日本核磁気共鳴学会

会長のご挨拶

日本核磁気共鳴学会会員の皆様へ

私は学部4年だった1988年に初めてNMRに触れ,その後40年弱の間ずっとこの業界にいます.NMRのどんな魅力が私をこの業界にとどめているのかを考えたときに,思い出す原風景は不思議とNMRを操作する人のそばに座っているときのものです.

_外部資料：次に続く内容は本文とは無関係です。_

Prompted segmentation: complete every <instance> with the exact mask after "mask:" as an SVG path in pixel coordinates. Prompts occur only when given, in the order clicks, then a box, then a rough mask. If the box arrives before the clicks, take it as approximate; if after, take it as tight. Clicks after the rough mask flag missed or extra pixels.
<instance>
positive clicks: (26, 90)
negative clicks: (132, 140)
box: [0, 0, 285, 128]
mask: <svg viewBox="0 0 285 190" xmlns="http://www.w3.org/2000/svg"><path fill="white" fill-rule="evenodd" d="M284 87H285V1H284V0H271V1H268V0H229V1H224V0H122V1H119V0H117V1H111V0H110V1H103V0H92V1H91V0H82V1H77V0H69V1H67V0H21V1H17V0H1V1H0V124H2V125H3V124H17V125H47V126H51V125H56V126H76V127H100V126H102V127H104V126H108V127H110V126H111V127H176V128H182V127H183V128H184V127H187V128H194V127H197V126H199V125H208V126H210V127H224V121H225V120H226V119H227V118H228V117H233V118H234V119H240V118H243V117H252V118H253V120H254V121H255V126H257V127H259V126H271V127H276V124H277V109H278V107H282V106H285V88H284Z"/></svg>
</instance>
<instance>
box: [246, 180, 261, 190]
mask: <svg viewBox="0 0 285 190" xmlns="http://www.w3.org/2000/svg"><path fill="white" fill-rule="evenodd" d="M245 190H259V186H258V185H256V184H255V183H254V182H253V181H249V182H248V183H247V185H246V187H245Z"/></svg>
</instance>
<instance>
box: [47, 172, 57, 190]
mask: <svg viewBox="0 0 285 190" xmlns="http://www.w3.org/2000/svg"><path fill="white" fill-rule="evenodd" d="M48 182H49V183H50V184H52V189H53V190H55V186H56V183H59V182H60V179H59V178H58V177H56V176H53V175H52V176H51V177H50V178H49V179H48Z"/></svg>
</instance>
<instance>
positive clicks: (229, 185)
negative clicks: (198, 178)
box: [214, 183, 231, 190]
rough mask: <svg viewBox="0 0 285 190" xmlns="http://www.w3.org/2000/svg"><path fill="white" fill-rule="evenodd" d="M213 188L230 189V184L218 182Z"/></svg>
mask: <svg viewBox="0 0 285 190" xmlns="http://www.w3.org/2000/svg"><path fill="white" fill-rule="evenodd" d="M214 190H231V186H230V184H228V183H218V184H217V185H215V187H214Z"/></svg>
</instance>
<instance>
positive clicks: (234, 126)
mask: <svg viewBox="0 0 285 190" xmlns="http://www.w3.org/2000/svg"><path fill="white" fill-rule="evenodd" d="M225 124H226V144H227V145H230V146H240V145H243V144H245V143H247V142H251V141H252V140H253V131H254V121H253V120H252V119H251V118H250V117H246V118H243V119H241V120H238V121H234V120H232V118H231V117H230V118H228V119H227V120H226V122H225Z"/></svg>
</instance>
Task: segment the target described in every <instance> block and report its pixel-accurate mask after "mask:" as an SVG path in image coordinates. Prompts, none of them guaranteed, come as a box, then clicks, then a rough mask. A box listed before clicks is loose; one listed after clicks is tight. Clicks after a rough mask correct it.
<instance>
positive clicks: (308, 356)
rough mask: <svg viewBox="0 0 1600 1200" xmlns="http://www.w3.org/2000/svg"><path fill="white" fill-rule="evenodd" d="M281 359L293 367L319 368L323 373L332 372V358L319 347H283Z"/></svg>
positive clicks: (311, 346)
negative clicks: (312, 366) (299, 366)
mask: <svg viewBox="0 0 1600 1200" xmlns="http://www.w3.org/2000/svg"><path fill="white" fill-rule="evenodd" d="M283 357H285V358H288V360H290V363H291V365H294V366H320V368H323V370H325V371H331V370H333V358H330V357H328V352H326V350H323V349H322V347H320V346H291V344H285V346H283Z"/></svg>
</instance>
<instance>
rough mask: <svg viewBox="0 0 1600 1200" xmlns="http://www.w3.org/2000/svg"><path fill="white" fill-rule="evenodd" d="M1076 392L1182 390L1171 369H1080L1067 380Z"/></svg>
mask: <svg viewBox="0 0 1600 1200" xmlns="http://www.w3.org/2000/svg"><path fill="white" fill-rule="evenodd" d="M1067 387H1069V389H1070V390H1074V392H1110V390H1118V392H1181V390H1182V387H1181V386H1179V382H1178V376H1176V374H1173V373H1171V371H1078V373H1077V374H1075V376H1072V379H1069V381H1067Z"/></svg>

学部4年時には,昨年本会の功労者表彰を受けられた河合剛太さんの隣に座って,その後はメーカーのデモルームでMarkus Wälchliさんの隣に座って,さらに理研に就職してすぐに渡英した際にはDaniel Nietlispachさん(現Cambridge大学教授)の隣に座って,彼らがオペレーションするのを見ていました.その時の実験は基本的に新しいもので,往々にして最初はうまくいきません.うまくいかない理由の可能性はいくらでもありました.そもそも作ったパルスプログラムにバグがあったり,パルスやディレイの設定に誤りがあったり,NMR装置に不具合があったり,実験そのものはうまくいっているのだが用いている試料の物性が妨げていたり,という感じでした.私は隣で遠慮がちに意見を言い,うまくいかない原因の仮説を裏付ける実験を提案して,彼らと議論し,実験をしました.そして最後にはすべてが解決する(もしくは,この試料ではうまくいかないことに確信できる)というこのプロセスが私にはとても魅力的だったのだろうと思います(自分がオペレーションしていない!ということが重要だったのでしょうね).いずれにせよ,NMR実験には生物学実験のようなあいまいさがなく,うまくいかないのには必ずその理由があり,それが克服できれば必ずうまくいくというクリアーさがあるという点に私は強く惹かれているのでしょう.

ここまで長々と自分のことを書いてしまいましたが,核磁気共鳴学会の会員の皆様も,それぞれ独自のNMRに対する興味,思い入れ,こだわり,記憶,をお持ちで,本会に集まっておられると私は思います.たまたま入った研究室や企業がNMR関連の研究・業務をやっていたということもあるでしょうが,その場合でも自分なりの興味の持ちようがおありではないかと思います.そして,(非常に漠然とした言い方で恐縮ですが)NMR討論会をはじめとする,核磁気共鳴学会が主催・共催・協賛・後援する様々なイベントの中で,会員の皆様のそれぞれの興味や思い入れが深まり,他の会員と共有されていく(と同時に,世界に発信できるような最先端の研究も生まれていく),そしてそれが次の世代に受け継がれていく,というかたちが,私が思う本学会の理想的な姿です.

2年の任期の中で,少しでもその姿に近づけるようにしたいと思います.ご意見,ご提案がありましたらいつでも大歓迎です.どうぞよろしくお願いいたします.